FAJERA, czyli śląski Air, Piro & Moto Show - zachwyciła
Wspaniałe samoloty, szybkie samochody i zapierające dech w piersiach pokazy sztucznych ogni to przepis na niezapomniany dzień z głową w chmurach. W sobotę, 16 czerwca, na katowickim Muchowcu odbyło się wyjątkowe wydarzenie – Air Piro Moto Show FAJERA.
W prawdziwie rodzinnej i piknikowej atmosferze na katowickim niebie podziwiano spektakularne akrobacje w wykonaniu asów lotnictwa. Widzowie zachwycali się pokazem Łukasza Czepieli - pilota akrobacyjnego, członka narodowej kadry i grupy akrobacyjnej Żelazny, który jako pierwszy polski zawodnik startuje w prestiżowych wyścigach lotniczych organizowanych w randze mistrzostw świata – Red Bull Air Race. Z kolei podniebne ewolucje członka Aeroklubu Śląskiego i Aeroklubu Barcelona i specjalisty od akrobacji wyższych - Artura Kielaka wprawiły w zachwyt katowicką publiczność. Wśród pilotów prezentujących swoje umiejętności nie zabrakło także niewiasty – swoje podniebne ekwilibrystyki zaprezentowała wychowanka Aeroklubu Śląskiego, która nie wyobraża sobie życia bez latania do góry nogami – Barbara Labus. Pierwsze kroki w tej dziedzinie stawiała pod okiem taty, Adama Labusa, który podczas FAJERY swoje wybitne umiejętności prezentował za sterami Extry 330.
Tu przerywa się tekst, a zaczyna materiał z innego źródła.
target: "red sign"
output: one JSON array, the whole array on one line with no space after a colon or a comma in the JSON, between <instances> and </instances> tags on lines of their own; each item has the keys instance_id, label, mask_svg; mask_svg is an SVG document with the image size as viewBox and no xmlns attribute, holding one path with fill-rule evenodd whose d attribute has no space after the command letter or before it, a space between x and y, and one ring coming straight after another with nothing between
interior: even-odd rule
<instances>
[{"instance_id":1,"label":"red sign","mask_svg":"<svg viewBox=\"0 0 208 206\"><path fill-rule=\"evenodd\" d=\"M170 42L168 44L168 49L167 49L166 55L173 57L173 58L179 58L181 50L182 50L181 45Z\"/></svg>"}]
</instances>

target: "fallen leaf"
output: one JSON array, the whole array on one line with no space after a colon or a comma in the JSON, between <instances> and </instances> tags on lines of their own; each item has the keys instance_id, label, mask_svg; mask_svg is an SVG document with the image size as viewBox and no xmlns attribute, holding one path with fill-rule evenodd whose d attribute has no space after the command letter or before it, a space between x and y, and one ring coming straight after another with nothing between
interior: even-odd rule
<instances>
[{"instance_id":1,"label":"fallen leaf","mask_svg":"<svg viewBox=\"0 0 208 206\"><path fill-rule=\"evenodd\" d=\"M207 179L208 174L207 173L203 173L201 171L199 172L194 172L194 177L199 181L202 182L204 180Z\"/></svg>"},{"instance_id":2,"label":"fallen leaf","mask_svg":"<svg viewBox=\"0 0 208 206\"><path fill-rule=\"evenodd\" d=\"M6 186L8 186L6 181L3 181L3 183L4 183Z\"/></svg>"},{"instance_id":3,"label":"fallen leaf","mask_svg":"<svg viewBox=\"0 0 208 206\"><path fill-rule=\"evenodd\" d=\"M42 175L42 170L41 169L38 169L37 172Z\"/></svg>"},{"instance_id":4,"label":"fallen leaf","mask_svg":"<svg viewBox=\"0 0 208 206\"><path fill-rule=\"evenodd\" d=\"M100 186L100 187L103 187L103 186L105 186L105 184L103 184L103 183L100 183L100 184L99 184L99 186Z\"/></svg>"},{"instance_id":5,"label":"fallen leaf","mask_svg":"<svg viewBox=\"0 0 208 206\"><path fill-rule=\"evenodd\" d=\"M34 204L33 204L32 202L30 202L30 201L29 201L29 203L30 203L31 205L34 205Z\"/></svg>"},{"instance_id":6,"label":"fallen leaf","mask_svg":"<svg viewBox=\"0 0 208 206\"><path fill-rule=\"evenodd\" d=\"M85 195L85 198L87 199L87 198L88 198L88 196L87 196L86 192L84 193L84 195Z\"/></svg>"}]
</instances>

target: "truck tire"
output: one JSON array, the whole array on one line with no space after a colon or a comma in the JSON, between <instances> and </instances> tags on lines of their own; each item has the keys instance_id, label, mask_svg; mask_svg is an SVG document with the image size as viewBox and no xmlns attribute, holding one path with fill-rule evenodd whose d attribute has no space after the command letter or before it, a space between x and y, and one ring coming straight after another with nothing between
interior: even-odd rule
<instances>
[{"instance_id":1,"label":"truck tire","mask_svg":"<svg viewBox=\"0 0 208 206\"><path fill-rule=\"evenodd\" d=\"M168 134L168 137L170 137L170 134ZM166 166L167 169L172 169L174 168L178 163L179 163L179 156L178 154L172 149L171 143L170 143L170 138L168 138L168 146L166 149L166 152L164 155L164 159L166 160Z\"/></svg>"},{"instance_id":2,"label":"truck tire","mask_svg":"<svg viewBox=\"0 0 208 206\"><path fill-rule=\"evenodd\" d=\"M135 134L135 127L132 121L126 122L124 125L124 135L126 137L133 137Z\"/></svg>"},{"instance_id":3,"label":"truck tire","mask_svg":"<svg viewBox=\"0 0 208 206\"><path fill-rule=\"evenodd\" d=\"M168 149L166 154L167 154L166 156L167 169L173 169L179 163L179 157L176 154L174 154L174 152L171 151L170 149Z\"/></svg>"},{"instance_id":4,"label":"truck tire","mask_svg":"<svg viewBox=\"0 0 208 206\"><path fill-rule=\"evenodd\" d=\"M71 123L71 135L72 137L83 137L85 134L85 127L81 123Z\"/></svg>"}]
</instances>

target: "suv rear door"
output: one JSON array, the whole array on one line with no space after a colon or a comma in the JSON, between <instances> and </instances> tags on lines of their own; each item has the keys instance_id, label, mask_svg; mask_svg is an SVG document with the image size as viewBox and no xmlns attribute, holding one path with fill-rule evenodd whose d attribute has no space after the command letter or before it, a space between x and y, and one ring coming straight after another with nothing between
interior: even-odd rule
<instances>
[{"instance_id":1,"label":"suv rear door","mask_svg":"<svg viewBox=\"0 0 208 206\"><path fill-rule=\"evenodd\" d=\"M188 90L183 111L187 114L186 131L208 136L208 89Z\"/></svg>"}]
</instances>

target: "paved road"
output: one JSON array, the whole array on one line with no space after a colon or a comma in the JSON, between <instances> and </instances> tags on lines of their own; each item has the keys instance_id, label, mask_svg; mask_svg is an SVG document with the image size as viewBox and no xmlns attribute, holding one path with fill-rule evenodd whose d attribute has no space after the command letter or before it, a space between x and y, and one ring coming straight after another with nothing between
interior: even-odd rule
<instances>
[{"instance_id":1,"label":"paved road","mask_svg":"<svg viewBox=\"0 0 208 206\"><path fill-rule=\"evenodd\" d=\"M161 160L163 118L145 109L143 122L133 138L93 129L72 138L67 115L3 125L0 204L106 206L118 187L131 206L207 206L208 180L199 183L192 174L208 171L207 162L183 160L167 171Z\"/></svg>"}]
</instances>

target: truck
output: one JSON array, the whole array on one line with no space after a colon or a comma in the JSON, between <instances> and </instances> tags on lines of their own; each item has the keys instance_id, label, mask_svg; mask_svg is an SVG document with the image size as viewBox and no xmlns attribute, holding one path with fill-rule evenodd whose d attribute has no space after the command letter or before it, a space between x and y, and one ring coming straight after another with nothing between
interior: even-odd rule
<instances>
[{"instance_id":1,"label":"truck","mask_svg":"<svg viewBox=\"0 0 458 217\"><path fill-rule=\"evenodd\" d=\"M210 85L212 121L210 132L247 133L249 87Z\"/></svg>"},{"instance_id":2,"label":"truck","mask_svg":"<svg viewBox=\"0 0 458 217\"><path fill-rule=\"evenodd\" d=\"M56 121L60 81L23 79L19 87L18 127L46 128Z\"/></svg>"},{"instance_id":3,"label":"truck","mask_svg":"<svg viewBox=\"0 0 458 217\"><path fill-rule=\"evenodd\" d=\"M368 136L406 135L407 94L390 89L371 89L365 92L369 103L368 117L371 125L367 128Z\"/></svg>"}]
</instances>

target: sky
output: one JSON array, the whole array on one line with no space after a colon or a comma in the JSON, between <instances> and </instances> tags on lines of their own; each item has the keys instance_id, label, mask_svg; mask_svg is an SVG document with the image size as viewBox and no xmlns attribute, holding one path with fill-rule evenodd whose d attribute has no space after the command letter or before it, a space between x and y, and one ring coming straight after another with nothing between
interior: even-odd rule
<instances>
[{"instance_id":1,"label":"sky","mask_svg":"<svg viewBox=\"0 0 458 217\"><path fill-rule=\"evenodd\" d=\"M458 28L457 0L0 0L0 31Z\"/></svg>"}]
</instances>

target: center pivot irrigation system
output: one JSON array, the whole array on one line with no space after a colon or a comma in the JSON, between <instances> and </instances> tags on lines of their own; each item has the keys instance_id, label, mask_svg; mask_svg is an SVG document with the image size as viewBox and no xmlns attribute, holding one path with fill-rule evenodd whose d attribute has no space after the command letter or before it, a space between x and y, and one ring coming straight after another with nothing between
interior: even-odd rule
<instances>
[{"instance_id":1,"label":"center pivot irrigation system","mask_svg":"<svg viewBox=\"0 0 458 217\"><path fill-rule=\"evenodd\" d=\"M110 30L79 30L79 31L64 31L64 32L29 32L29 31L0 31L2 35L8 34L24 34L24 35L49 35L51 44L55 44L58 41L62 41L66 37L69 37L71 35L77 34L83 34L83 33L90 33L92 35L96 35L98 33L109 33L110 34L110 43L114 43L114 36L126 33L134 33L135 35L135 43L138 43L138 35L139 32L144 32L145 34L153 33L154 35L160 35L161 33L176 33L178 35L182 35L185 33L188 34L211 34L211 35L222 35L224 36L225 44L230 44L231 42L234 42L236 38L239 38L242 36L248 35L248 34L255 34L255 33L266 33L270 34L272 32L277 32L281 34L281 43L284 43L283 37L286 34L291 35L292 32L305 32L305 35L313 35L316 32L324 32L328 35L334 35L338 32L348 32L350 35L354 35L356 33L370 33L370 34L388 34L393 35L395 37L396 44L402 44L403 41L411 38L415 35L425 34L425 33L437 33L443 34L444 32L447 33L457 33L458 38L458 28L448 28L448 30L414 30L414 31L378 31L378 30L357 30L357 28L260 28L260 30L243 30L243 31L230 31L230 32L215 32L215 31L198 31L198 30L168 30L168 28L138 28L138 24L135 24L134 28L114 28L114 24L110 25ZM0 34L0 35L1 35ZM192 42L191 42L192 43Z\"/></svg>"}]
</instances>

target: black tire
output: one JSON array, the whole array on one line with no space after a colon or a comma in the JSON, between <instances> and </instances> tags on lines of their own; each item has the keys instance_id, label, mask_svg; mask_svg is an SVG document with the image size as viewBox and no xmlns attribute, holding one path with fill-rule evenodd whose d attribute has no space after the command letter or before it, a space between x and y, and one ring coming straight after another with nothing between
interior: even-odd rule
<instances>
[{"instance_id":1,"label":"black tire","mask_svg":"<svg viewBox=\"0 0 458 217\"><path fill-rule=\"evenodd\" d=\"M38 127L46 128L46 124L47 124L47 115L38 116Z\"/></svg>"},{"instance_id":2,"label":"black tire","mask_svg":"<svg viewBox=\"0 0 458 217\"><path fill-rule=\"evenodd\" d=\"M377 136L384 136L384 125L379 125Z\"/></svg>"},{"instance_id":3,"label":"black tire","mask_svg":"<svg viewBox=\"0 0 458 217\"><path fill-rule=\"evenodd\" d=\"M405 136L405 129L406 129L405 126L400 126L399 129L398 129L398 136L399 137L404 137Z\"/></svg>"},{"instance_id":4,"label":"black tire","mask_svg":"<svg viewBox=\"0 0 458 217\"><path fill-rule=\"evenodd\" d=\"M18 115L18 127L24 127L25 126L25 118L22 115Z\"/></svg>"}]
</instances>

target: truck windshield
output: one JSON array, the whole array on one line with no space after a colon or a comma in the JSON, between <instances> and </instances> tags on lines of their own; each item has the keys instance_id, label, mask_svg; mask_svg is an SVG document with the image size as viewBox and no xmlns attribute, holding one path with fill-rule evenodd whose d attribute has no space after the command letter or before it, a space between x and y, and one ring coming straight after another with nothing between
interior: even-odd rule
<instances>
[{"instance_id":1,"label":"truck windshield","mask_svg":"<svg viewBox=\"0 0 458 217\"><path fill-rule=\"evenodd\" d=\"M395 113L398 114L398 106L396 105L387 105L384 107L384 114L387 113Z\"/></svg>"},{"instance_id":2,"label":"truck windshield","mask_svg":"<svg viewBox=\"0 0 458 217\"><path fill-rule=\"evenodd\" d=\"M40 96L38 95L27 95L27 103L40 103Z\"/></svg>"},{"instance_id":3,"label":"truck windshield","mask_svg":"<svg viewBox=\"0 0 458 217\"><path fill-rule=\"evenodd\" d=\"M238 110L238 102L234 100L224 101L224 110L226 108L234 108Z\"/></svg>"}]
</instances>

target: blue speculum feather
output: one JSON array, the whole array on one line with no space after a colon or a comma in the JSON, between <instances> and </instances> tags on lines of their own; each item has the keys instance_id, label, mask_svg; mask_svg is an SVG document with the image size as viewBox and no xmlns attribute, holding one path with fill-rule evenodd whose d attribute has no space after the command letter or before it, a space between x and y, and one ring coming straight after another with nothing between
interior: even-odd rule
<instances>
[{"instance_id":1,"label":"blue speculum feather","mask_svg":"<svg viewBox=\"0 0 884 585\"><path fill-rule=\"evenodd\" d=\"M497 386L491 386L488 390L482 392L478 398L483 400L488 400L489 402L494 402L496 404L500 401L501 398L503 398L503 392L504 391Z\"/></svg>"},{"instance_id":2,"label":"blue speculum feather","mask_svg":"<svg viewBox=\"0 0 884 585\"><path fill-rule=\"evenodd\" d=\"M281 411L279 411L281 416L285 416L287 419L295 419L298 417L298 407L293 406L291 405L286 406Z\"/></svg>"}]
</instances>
Wielkie emocje wzbudziły także pokazy lotniczych grup akrobacyjnych – na Muchowcem dumnie prezentowały się m.in. Twister Aerobatics Team czy grupa akrobacyjna FIREBIRDS.
Wielkie zainteresowanie wśród uczestników wydarzenia wzbudzały pokazy grup rekonstrukcyjnych Retro sky team i Pterodactyl flights. Uczestnicy mogli podziwiać inscenizacje bitew Grup Rekonstrukcji Historycznej wojsk amerykańskich, brytyjskich oraz Polskich Sił Zbrojnych na Zachodzie (3 Dywizja Strzelców Karpackich, 1 Dywizja Pancerna gen. Maczka, 1 Samodzielna Brygada Spadochronowa gen. Sosabowskiego i Pułk 4 Pancerny Skorpion) z okresu II wojny światowej. Zarówno najmłodszych, jak i starszych gości FAJERY zachwyciła prawie setka pojazdów historycznych, m.in.: Panther V, Willys MB, czy Harley Davidson WLA.
Programu imprezy obfitował także w pokazy desantu skoczków z Służb Specjalnych, skoków spadochronowych 800 m, pilotażu wiatrakowca Cavalan i śmigłowiec CH-7 Compres, gaszenia pożaru przez samolot gaśniczy czy balonów na ogrzane powietrze.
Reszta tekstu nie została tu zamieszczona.